A cidade que é cercada por dezenas de reservatórios de mineração quer definir, depois de amanhã, o papel das mineradoras na segurança das estruturas de Congonhas, uma vez que a Barragem Casa de Pedra é a maior, mas não a única ameaça à população do município. Reunião em Belo Horizonte entre a prefeitura, o Ministério Público de Minas Gerais e as quatro operadoras das 24 represas do município vai definir como as companhias deverão agir, dentro do Plano Municipal de Segurança de Barragens, ao qual todas aderiram. Depois de meses de prazo para elas se prepararem, a Secretaria Municipal de Meio Ambiente diz não ter mais conversa: ou pagam para as medidas serem implementadas ou o caso vai parar na Justiça, com direito a pedido de bloqueio milionário.

Moradias mais próximas ficam a cerca de 200 metros da superbarragem, tornando impossível socorro chegar a tempo em caso de acidente
Foto: Divulgação / BLITZ AMAZÔNICO

Os cerca de 54 mil habitantes de Congonhas estão cercados por 23 barragens de rejeitos de mineração e uma de acumulação de água, sob responsabilidade da Companhia Siderúrgica Nacional (CSN), Vale, Gerdau e Ferrous.
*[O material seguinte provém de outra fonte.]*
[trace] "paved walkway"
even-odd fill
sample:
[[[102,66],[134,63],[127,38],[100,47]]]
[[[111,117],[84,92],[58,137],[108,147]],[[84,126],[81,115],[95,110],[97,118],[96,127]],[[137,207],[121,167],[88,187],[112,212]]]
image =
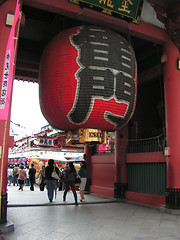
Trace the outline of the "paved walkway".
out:
[[[20,206],[46,206],[46,205],[69,205],[74,204],[74,197],[72,192],[68,192],[66,202],[63,202],[63,191],[57,191],[56,198],[53,203],[49,203],[47,197],[47,190],[40,191],[39,187],[35,186],[35,191],[30,191],[29,187],[24,187],[23,191],[18,191],[17,186],[8,186],[8,206],[20,207]],[[77,192],[78,199],[80,199],[79,192]],[[85,203],[99,203],[99,202],[114,202],[113,198],[99,197],[94,195],[86,195]]]
[[[14,231],[5,240],[180,240],[178,215],[94,195],[75,206],[71,192],[67,204],[62,192],[49,203],[46,194],[8,187],[7,218]]]

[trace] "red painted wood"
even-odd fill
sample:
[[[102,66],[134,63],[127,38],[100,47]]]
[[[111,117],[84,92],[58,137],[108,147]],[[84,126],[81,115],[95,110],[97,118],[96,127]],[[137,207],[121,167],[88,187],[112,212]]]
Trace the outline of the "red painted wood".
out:
[[[90,192],[102,196],[114,195],[114,154],[91,156]]]
[[[126,200],[156,207],[164,206],[166,204],[165,196],[129,191],[126,192]]]
[[[165,162],[165,157],[161,152],[127,154],[126,157],[126,163]],[[102,154],[91,156],[91,171],[92,185],[90,186],[90,192],[102,196],[113,197],[115,182],[114,172],[117,171],[115,166],[115,155]],[[121,172],[118,174],[120,175]],[[125,172],[123,174],[125,174]],[[123,183],[121,178],[120,181]],[[153,194],[128,191],[126,192],[126,200],[152,206],[165,205],[165,196]]]
[[[102,154],[91,156],[92,164],[114,164],[114,154]]]
[[[84,146],[84,158],[86,160],[87,163],[87,178],[91,180],[92,176],[91,176],[91,169],[92,169],[92,160],[91,160],[91,155],[93,155],[94,153],[94,147],[93,146],[88,146],[85,145]]]
[[[127,33],[128,30],[133,36],[148,41],[153,41],[155,43],[162,44],[167,41],[167,33],[153,25],[144,22],[140,22],[140,24],[128,24],[126,21],[104,13],[86,8],[81,9],[78,5],[69,3],[68,0],[24,0],[23,4],[47,11],[52,11],[95,25],[99,25],[99,23],[101,23],[101,26],[106,26],[119,32]]]
[[[127,183],[126,149],[128,144],[128,125],[116,131],[115,140],[115,182]]]
[[[180,70],[176,61],[177,47],[169,40],[164,46],[167,63],[164,69],[165,113],[167,146],[171,156],[167,157],[167,187],[180,188]]]
[[[6,15],[8,12],[14,13],[16,6],[16,0],[9,0],[5,2],[3,5],[0,6],[0,92],[1,92],[1,85],[2,85],[2,75],[3,75],[3,67],[4,67],[4,57],[6,52],[6,46],[8,42],[9,33],[11,27],[6,26]],[[10,99],[12,98],[12,92]],[[11,100],[9,109],[11,109]],[[2,170],[2,192],[0,195],[6,194],[7,191],[7,165],[8,165],[8,147],[10,146],[9,140],[9,126],[10,126],[10,110],[7,119],[7,130],[5,130],[6,122],[4,120],[0,120],[0,146],[2,147],[2,151],[4,151],[4,161],[2,164],[2,159],[0,159],[0,172],[1,166],[3,165]],[[1,156],[2,158],[2,152]]]
[[[2,76],[3,73],[3,66],[4,66],[4,56],[6,51],[6,45],[8,41],[8,36],[11,30],[11,27],[6,26],[6,15],[8,12],[14,12],[15,10],[15,0],[9,0],[3,5],[0,6],[0,76]],[[0,88],[1,88],[1,81],[2,78],[0,77]]]
[[[90,186],[90,192],[97,195],[105,196],[105,197],[114,197],[114,187],[107,188],[104,186],[92,185]]]
[[[126,163],[155,163],[166,162],[163,152],[148,153],[128,153],[126,155]]]

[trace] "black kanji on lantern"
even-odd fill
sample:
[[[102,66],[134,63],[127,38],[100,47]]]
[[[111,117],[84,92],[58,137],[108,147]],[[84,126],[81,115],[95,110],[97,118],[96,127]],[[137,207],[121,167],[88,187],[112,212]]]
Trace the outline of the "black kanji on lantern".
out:
[[[94,100],[110,100],[127,105],[123,115],[105,111],[107,121],[117,127],[133,112],[136,95],[136,61],[132,48],[119,34],[101,27],[81,27],[70,37],[78,50],[77,89],[69,112],[72,123],[82,124],[90,116]]]

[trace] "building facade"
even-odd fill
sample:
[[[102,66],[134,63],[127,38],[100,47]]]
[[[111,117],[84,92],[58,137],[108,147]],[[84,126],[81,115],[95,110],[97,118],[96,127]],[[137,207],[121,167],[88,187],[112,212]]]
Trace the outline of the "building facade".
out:
[[[114,153],[97,154],[96,147],[85,146],[89,190],[143,204],[180,207],[180,3],[127,0],[117,7],[115,2],[0,1],[2,206],[7,199],[8,148],[13,145],[9,136],[12,80],[38,82],[42,52],[52,37],[71,27],[98,25],[122,34],[132,45],[137,101],[131,120],[115,133]],[[135,16],[124,14],[135,3]],[[2,221],[6,219],[3,211],[0,215]]]

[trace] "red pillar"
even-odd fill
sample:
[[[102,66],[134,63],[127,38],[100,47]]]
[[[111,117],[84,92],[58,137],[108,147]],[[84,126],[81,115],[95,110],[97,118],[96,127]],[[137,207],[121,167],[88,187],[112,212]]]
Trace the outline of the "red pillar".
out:
[[[0,92],[3,82],[4,59],[6,55],[6,46],[9,38],[11,26],[6,25],[7,13],[15,12],[16,0],[8,0],[0,6]],[[12,89],[10,94],[9,113],[6,119],[2,120],[0,116],[0,223],[6,222],[7,209],[7,165],[8,148],[10,146],[9,127],[10,127],[10,109],[11,109]]]
[[[177,69],[179,50],[169,39],[164,46],[167,63],[164,69],[167,146],[167,187],[180,188],[180,70]]]
[[[84,146],[84,154],[85,160],[87,164],[87,184],[86,184],[86,191],[89,191],[91,185],[91,178],[92,178],[92,164],[91,164],[91,156],[95,153],[95,146]]]
[[[127,188],[126,151],[128,144],[128,125],[115,133],[115,185],[114,195],[118,198],[125,197]]]

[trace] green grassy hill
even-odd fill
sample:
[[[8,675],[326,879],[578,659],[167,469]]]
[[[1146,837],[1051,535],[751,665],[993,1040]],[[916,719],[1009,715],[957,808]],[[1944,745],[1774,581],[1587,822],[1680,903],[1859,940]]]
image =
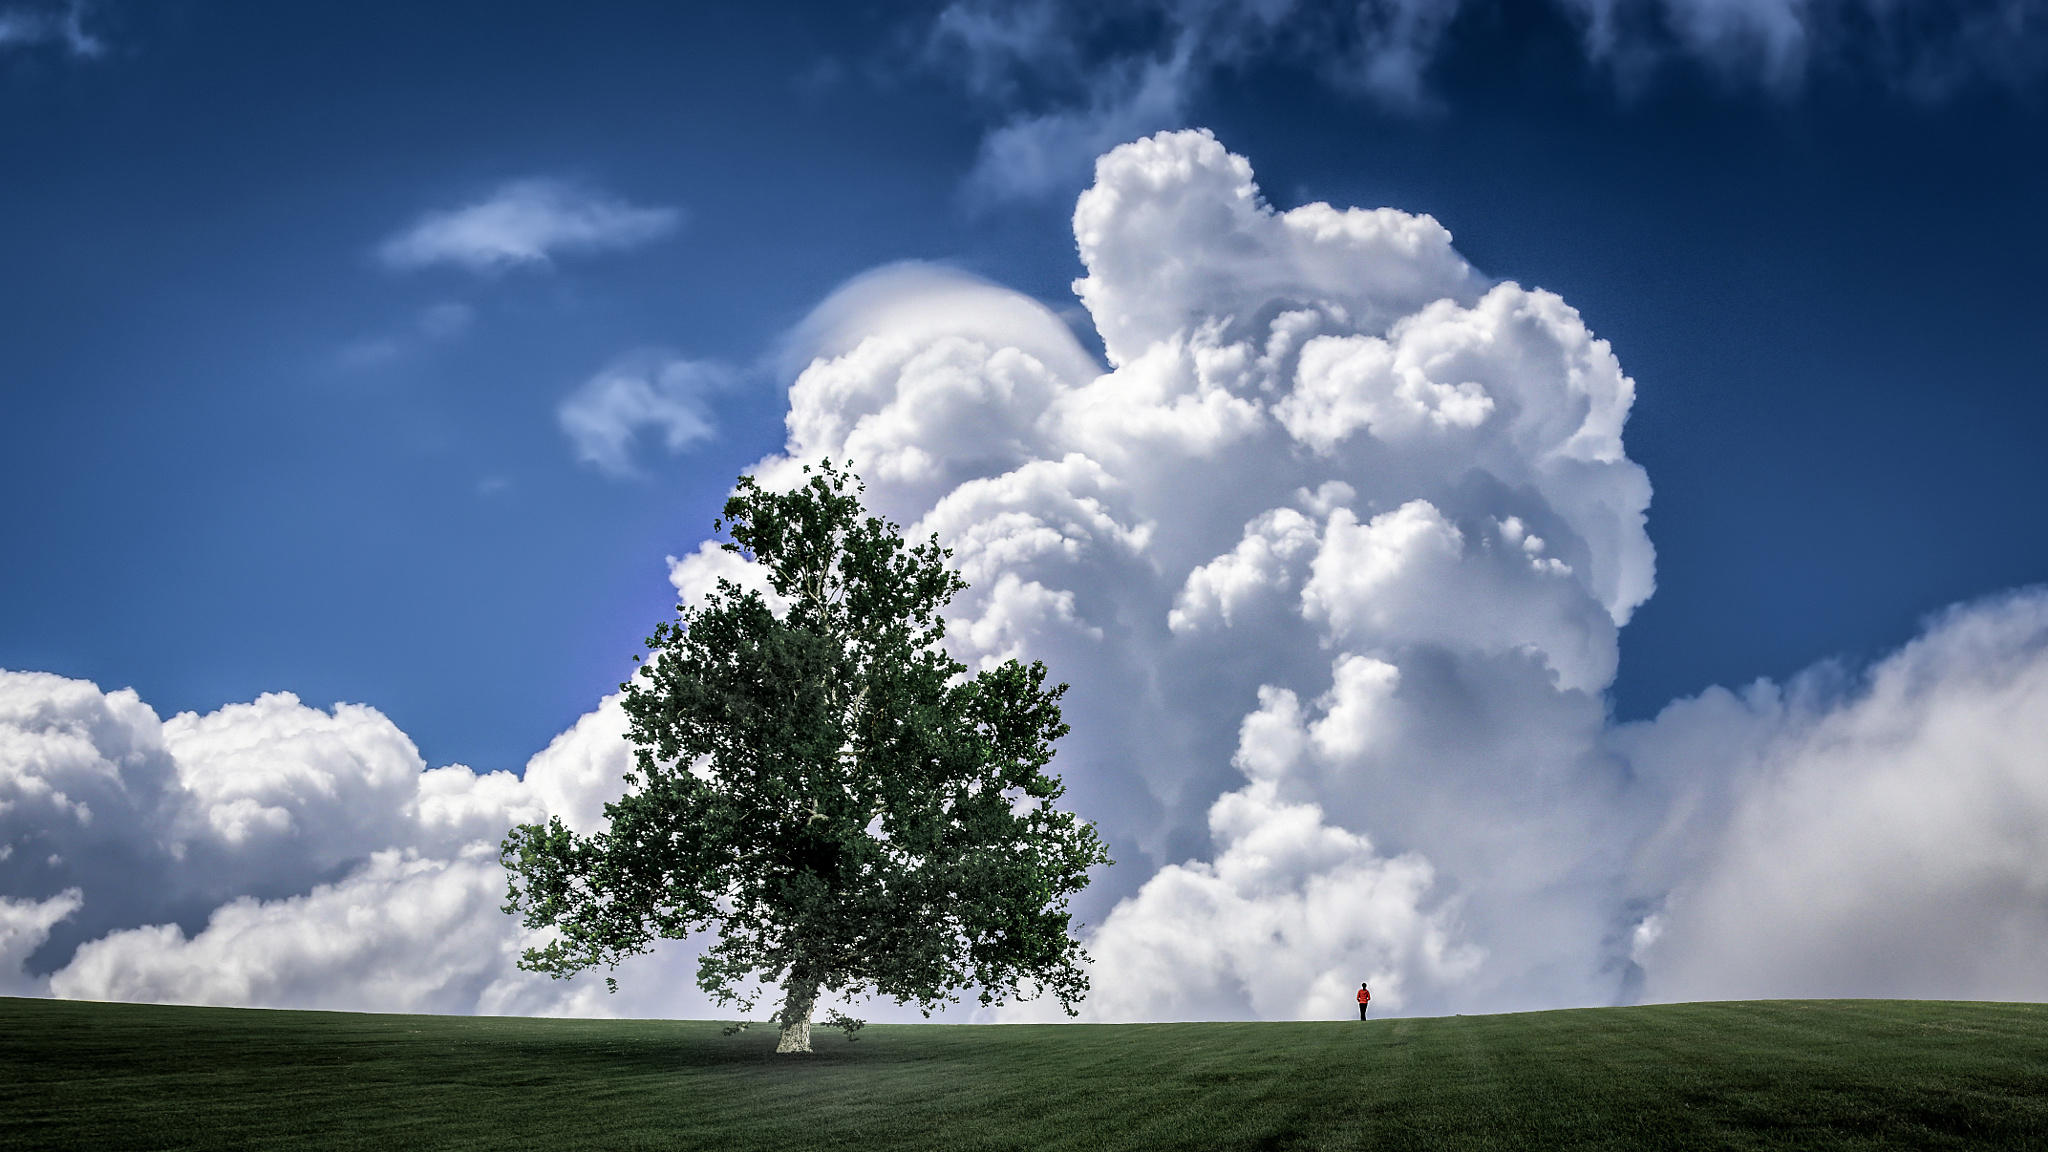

A secretaria exige que todo o planejamento seja custeado pelas empresas. Na reunião, será definido prazo para as mineradoras aportarem o dinheiro e, caso discordem, o MPMG vai entrar na Justiça com ação requerendo o bloqueio de R$ 5 milhões de cada uma para a efetivação do plano. “As medidas garantem maior tranquilidade e segurança para as pessoas em Congonhas”, afirma o secretário municipal de Meio Ambiente, Neylor Aarão.

Caso paguem, as companhias poderão requerer desconto da multa que ainda tramita administrativamente. Em janeiro, cada uma foi punida em R$ 2 milhões por descumprir medidas de segurança. Ano passado, a secretaria impôs às empresas 11 medidas de aplicação imediata, parte do Plano Municipal de Segurança de Barragens, que não foram cumpridas.

Entre elas estão a análise, avaliação e integração de todos os mapas de inundação; avaliação de todos os planos emergenciais; realização de inspeção de segurança em todas as estruturas; integração de todos os planos de ação emergenciais a um plano unificado de contingência; e criação de um centro de comando de ações emergenciais da Defesa Civil. De acordo com o secretário, essas e outras medidas não foram cumpridas ou o foram de maneira insatisfatória, o que levou a pasta a multar as quatro companhias dias antes da tragédia em Brumadinho.

As 24 barragens estão incluídas na categoria de risco baixo, mas 54% têm dano potencial associado considerado alto. O risco mede os níveis de problemas que cada estrutura tem, incluindo a probabilidade de ruptura. Já o potencial associado indica o tamanho dos danos (ambientais, sociais e econômicos) que podem ocorrer em caso de acidente.

Relatório da Secretaria de Meio Ambiente afirma que o perigo oferecido pelas barragens não pode ser subestimado ou diminuído, “devendo ser encarado como real, mas reconhecendo que pode ser minimizado com o conhecimento detalhado das reais consequências que possam vir a acontecer numa situação de ruptura”.

Abalo agrava o medo de moradores

Conviver com a proximidade da maior barragem de rejeitos de mineração em área urbana do Brasil tira o sono de pelo menos 5 mil moradores de Congonhas, na Região Central do estado, há anos. Mas o medo de um possível rompimento da estrutura muito provavelmente nunca se tornou tão real quanto entre a noite de segunda-feira e a madrugada de ontem, quando moradores dos bairros Cristo Rei, Residencial Gualter Monteiro e Green Park viram janelas trepidando, móveis se movendo e copos caindo das mesas, pelos efeitos de um tremor de 3,2 graus na escala Richter ocorrido a 10 quilômetros, em Belo Vale (veja mapa). Naquele momento, muitos tiveram a certeza de que o fim havia chegado – apreensão que pode ter sido mais intensa, mas não se concentrou apenas entre os vizinhos da megaestrutura, considerando que a cidade tem outras 23 represas de mineração espalhadas por seu território.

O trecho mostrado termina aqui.